The ultimate misunderstood mum

Clint Eastwood’s ‘Changeling’ is stranger than fiction, and so is Angelina Jolie

Angelina Jolie is Hollywood’s most famous wife and mother, and if we can believe the tabloids, her Miracle-Gro family is forever on the verge of being torn asunder by one calamity or another. But those scenarios pale next to the real-life scenarios of the shattered women she’s been portraying onscreen lately. In last year’s A Mighty Heart, Jolie played Mariane Pearl, whose journalist husband, Daniel Pearl, was beheaded by terrorists in Pakistan when she was five months pregnant. Now in Clint Eastwood’s Changeling, based on another true story of abduction and murder, Jolie plays Christine Collins, a single mother and switchboard operator whose nine-year-old son, Walter, vanished from her home in a suburb of Los Angeles in 1928.

The twist in this stranger-than-fiction tale is that five months later the LAPD finds a boy who claims to be Walter—and “reunites” mother and son with great fanfare in a staged photo-op for the press. The child is an imposter. But when Collins tries to point out the error, the police insist she’s wrong and try to silence her to avoid embarrassment. A Presbyterian firebrand, Rev. Gustav Briegleb (John Malkovich), champions her cause from his pulpit radio broadcast. Turning the press against her, the police brand her delusional and have her forcefully committed to a mental institution. But Collins persists in her fight for justice, eventually helping bring down a viciously corrupt LAPD.

This real-life fable of a pre-feminist heroine battling a sinister conspiracy is so outrageous it’s hard to believe it happened—and has not already been minted as legend. It’s a true buried treasure. Screenwriter J. Michael Straczynski, a former journalist, stumbled across the case when a source at city hall asked him to look at some old records that were about to be dumped into the incinerator. He unearthed the story of the cover-up, and of the serial killer who murdered Walter—his identity did not come to light until after Collins’s death in 1935. When Eastwood received the Changeling script, it was pasted with newspaper clippings—as if Straczynski (known for writing TV science fiction and Marvel comics) shared his heroine’s need to prove the story was not some wild invention.

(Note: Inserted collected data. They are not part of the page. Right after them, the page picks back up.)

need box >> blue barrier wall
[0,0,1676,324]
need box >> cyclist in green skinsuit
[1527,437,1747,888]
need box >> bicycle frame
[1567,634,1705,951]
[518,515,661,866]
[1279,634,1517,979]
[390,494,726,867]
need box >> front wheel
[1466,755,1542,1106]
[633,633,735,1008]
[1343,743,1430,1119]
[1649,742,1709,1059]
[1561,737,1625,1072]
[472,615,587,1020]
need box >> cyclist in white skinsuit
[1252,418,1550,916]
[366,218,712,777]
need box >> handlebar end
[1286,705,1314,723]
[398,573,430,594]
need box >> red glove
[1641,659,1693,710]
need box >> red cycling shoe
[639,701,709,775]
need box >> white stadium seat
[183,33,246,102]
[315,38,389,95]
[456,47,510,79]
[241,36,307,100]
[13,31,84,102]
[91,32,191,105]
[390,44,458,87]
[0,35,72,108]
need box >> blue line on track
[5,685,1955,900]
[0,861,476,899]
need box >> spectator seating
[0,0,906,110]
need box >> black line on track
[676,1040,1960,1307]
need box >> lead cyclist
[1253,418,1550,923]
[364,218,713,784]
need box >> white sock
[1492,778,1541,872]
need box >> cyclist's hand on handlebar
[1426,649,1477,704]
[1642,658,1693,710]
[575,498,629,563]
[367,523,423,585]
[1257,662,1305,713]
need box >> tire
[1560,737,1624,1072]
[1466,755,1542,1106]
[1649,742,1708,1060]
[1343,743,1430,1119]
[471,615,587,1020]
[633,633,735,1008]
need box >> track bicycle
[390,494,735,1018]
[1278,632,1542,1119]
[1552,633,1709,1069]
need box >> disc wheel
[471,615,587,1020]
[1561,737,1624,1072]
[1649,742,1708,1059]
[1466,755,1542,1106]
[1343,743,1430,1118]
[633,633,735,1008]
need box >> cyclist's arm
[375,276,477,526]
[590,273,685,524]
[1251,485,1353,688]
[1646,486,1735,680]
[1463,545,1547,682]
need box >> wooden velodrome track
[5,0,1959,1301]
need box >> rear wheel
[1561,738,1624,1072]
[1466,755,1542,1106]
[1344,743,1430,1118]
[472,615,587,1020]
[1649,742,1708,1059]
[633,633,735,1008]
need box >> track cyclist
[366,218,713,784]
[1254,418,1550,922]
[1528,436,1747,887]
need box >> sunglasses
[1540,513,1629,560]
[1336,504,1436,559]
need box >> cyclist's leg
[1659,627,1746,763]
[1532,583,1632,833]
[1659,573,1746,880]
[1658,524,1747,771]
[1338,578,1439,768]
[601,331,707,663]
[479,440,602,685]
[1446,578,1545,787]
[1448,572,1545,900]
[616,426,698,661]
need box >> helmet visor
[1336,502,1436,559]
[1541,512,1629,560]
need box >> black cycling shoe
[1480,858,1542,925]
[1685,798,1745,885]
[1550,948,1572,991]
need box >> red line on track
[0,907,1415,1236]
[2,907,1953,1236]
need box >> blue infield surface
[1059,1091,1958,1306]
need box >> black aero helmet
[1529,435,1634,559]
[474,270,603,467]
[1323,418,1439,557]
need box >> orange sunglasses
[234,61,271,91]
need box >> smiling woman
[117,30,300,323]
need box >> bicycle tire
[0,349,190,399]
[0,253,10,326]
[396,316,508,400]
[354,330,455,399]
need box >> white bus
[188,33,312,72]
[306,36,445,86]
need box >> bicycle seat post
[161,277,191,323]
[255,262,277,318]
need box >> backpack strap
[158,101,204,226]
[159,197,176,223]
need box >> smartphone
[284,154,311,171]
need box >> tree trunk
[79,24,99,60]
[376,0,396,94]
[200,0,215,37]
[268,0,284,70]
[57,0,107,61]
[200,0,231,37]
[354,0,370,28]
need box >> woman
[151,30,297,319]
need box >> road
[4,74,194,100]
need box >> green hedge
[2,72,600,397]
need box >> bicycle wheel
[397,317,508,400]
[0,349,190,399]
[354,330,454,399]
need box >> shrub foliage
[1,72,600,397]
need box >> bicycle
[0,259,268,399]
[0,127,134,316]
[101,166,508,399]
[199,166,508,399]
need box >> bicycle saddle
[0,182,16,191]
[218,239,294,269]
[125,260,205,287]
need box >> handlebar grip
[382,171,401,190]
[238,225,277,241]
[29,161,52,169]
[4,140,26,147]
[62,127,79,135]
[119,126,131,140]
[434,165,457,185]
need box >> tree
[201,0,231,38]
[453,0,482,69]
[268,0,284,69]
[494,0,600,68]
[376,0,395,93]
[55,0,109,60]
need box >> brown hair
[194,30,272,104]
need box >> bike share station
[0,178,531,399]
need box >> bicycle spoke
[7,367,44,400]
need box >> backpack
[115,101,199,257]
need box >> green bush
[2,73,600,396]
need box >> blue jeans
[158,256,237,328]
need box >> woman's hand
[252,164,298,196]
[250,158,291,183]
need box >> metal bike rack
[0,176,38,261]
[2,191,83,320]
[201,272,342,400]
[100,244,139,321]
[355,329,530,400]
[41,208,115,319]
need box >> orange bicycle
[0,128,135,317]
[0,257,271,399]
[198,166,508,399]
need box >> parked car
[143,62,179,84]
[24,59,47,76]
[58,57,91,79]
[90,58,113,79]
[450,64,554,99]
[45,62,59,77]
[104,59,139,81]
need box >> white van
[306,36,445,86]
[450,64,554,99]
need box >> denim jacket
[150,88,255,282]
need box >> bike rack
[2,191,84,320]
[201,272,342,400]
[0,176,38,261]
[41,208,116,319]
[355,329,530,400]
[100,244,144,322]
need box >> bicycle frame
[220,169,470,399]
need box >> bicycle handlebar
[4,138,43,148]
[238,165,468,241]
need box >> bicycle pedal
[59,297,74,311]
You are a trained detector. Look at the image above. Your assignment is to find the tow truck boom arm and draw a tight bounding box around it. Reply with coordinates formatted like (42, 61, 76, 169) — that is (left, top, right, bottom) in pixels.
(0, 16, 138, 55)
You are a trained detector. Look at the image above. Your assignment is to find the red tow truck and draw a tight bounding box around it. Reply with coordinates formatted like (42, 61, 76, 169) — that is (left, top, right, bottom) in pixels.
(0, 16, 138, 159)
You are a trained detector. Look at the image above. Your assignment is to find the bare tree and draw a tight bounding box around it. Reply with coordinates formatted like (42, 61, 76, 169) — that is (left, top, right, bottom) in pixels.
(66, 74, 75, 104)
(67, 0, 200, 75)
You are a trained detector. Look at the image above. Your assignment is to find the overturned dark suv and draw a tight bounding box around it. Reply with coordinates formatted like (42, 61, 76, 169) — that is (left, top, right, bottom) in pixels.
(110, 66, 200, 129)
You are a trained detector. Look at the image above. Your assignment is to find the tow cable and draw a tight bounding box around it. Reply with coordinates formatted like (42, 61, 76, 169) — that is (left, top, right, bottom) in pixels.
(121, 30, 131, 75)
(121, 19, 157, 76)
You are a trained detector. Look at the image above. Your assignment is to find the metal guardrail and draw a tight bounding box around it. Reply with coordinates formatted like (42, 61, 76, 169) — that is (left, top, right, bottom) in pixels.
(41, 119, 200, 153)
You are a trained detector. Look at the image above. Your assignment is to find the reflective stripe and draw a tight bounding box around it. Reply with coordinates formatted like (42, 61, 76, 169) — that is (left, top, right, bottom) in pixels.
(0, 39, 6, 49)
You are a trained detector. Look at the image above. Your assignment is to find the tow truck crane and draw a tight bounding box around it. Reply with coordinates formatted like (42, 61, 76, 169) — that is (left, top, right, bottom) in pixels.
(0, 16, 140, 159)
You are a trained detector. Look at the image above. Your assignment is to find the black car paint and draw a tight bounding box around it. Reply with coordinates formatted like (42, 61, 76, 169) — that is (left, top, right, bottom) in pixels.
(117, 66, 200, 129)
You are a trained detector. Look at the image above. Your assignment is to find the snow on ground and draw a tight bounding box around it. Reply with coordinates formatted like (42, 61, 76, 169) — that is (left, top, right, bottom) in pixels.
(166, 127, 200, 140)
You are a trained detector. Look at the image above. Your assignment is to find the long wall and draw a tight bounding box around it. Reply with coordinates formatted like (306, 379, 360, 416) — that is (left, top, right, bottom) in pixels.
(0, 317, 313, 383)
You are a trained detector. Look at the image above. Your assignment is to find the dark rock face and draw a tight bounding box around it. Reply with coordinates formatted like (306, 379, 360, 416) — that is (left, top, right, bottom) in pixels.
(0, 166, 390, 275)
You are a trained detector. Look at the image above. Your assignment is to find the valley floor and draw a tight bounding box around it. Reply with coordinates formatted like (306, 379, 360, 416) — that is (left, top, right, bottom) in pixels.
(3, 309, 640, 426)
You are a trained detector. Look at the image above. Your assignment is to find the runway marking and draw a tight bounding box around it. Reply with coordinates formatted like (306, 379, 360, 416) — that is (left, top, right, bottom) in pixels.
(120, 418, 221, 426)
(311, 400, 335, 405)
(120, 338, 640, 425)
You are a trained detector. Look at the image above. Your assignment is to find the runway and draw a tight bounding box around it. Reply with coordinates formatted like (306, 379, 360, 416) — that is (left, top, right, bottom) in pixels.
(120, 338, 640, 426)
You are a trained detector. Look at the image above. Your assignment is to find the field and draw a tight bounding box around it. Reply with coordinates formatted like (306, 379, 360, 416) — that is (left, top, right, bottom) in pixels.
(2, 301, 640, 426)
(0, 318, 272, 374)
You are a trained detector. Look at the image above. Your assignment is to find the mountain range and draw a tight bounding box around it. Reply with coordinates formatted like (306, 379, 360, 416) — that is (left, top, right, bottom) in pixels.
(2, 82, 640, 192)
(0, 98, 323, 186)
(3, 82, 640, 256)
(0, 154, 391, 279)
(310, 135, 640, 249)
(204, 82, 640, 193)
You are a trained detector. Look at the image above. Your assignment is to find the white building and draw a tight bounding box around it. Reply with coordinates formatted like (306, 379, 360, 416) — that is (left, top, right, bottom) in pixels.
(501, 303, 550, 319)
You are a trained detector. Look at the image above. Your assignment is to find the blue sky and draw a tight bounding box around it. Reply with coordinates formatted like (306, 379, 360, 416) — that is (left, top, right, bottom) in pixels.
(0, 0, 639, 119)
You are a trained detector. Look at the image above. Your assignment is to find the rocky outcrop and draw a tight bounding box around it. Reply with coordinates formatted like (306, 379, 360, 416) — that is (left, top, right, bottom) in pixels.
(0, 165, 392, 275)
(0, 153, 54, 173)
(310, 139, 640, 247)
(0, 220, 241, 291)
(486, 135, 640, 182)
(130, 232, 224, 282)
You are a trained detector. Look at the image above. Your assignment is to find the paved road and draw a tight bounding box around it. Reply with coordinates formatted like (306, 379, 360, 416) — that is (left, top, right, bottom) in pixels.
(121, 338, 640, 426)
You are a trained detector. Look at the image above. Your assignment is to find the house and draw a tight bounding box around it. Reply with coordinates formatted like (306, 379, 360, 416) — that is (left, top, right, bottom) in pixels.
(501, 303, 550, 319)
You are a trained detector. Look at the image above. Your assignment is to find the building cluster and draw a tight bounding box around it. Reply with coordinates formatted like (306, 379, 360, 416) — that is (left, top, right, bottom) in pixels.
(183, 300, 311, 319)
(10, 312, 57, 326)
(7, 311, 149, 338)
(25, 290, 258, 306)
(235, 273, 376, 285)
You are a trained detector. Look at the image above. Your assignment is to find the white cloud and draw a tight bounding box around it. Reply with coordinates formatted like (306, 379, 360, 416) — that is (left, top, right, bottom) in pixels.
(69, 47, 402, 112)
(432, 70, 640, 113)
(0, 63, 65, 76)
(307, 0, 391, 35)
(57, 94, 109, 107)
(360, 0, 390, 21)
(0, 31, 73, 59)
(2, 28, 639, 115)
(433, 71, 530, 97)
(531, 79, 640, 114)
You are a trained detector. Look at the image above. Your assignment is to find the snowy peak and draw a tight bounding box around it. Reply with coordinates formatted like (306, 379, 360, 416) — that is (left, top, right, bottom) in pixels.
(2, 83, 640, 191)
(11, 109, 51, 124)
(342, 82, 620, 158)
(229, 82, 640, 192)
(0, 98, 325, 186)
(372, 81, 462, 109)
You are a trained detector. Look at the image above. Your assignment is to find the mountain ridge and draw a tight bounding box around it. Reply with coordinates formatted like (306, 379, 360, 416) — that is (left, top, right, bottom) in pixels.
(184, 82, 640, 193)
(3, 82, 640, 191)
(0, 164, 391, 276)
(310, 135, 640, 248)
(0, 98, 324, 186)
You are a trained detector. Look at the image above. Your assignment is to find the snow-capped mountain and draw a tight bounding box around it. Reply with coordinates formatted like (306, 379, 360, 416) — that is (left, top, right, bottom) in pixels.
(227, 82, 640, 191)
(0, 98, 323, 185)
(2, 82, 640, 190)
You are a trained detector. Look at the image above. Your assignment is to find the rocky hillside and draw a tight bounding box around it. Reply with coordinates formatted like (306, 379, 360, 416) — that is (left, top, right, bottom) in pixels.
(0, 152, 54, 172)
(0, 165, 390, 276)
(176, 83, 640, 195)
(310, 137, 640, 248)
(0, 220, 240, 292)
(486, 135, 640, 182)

When I first saw Changeling in Cannes, I had no idea it was a true story until the final credits. From the title it sounded like a horror film—perhaps a remake of the 1980s The Changeling, a haunted house movie. Under Eastwood’s sturdy but heavy-handed direction, it certainly played like Gothic melodrama, a black-and-white contest between good and evil. And it was hard to swallow.

But as Mark Twain famously said, “Fiction is obliged to stick to possibilities. Truth isn’t.” In other words, while fiction must be credible, non-fiction has permission to be preposterous. (In America these days, it’s almost de rigueur—no one could have scripted Sarah Palin’s vice-presidential pageant without being accused of concocting a wildly satirical and rather derivative chick flick.) But in a movie “based on” a true story, if the drama doesn’t have a ring of authenticity, it can seem even more suspect than fiction, especially if the source material is distant and obscure: it makes you wonder what really happened.

Which is not to accuse Eastwood or the screenwriter of tampering with history. It’s the film’s starchy period style and high moral tone that give pause. Although the story is riveting, it’s less credible than, say, Chinatown, a noir fiction about an equally lurid L.A. conspiracy. Changeling’s characters are so broadly drawn—from the righteous crusader played by Malkovich to the bloodless police chief played by Canada’s Colm Feore—it makes you wonder if the screenwriter’s Marvel comics pedigree has rubbed off. As for Jolie, although she’s often underrated as an actor, here she may be miscast. I’ve been unable to find a photo of the real Christine Collins. But it’s hard to imagine that she looked anything like this savagely contemporary movie star. Jolie is styled as a vintage screen siren, which suggests an erotic glamour absent from the story, and is as misleading as her supersized pout in the poster.

Crying her eyes out in relentless close-ups, Angelina delivers the kind of bravura performance that should guarantee her the Oscar nomination she deserved for the raw vérité of A Mighty Heart. I found her more believable embodying the strangled grief of Mariane Pearl, to whom she bore an uncanny resemblance. But in Hollywood, as in politics, the unvarnished truth will only take you so far.